ARMADILHA Afastado por suspeita de corrupção, o ex-ministro Milton Ribeiro (abaixo) deixou o MEC devastado e sem soluções; para o senador Marcelo Castro projeto que regulamenta o homeschooling aprovado na Câmara terá sérias dificuldades no Senado e representa um retrocesso em termos educacionais (Crédito:Fabio Rodrigues Pozzebom/Agência Brasil)

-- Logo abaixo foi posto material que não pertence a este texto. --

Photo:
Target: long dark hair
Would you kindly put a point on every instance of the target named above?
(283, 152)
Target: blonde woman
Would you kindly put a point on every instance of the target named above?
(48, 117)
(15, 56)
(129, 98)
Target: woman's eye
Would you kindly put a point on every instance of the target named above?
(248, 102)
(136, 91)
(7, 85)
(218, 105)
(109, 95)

“É inacreditável que, depois de dois anos de pandemia, quando as crianças foram obrigadas a ficar em casa, o governo transforme o homeschooling no assunto do momento”, diz Olavo Nogueira Filho, diretor executivo da ONG Todos pela Educação. “Nesse altura, o foco deveria ser o fortalecimento do sistema de ensino e das escolas”. O governo conseguiu impor um debate inútil e aprovar o projeto na Câmara por 264 votos a favor e 144 contra, uma maioria folgada. Mas o trâmite facilitado entre os deputados não deve se repetir entre os senadores. O presidente da casa, Rodrigo Pacheco (PSD-MG), adiantou que o projeto será analisado com cuidado e não será votado em regime de urgência, como aconteceu na Câmara. “Essa matéria não tem prioridade nenhuma, é desperdício, perda de tempo e de foco”, diz o senador Marcelo Castro (MDB-PI), presidente da Comissão de Educação do Senado. “Além disso, representa um retrocesso em termos educacionais: o ambiente escolar é de convivência social e de amadurecimento dos jovens, é o lugar onde eles aprendem a praticar a democracia.” Para o senador há um evidente objetivo ideológico do governo de afastar as crianças de um lugar de pluralismo, onde o pensamento circula, as diferenças se expressam e se desenvolve o espírito crítico.

Pedro Ladeira

Há condições de absoluto isolamento, casos de famílias embarcadas, ou situações culturais que podem justificar a prática do homeschooling, mas tratá-lo como política pública de educação é uma aberração. Cerca de 15 mil famílias, segundo a Associação Nacional de Educação Domiciliar (ANED), o praticam no Brasil, algumas por pura necessidade e outras por opção. Para os defensores da modalidade, sua adoção é uma questão de liberdade de escolha. Para os críticos, o homeschooling aumenta os riscos de deficiência na aprendizagem e na sociabilidade, além de dificultar as denúncias de casos de violência doméstica. A experiência nos Estados Unidos, onde a modalidade de ensino é mais frequente, comprova isso. Mostra também que os jovens que a praticam raramente entram em boas universidades. “Autorizar a educação domiciliar é um retrocesso sem precedentes”, diz o senador Marcelo Castro. O que se espera no Senado, é que o projeto sofra mudanças profundas e não generalize uma prática que deve ser excepcional. Cresce, de qualquer forma, o entendimento de que essa regulamentação representa um risco à garantia do direito fundamental à educação.O homeschooling é uma obsessão de Bolsonaro, que se espelha no modelo dos grupos sectários dos Estados Unidos. Desde 2019 a regulamentação da prática vem sendo alardeada como a única pauta prioritária do governo federal na área da educação. A ideia subjacente ao projeto é que o espaço privado, da religião e da família, pode substituir a educação pública. O governo trabalha para deixar as crianças isoladas em casas apreendendo com os pais e, segundo Nogueira Filho, cria a indefinida figura do “preceptor”, que pode ser qualquer um, além do pai e da mãe, desde que tenha curso superior completo ou nível de educação profissional e tecnológica. Pode ser o pastor da igreja das proximidades ou um amigo bolsonarista da família. Se a tal figura do preceptor for aprovada no Senado, poderá haver, entre outros efeitos, uma proliferação de escolas informais. O substituto dos pais, daqui a pouco, vai ter alunos em várias famílias e criará sua própria rede de ensino, que pode ganhar abrigo em uma igreja, por exemplo.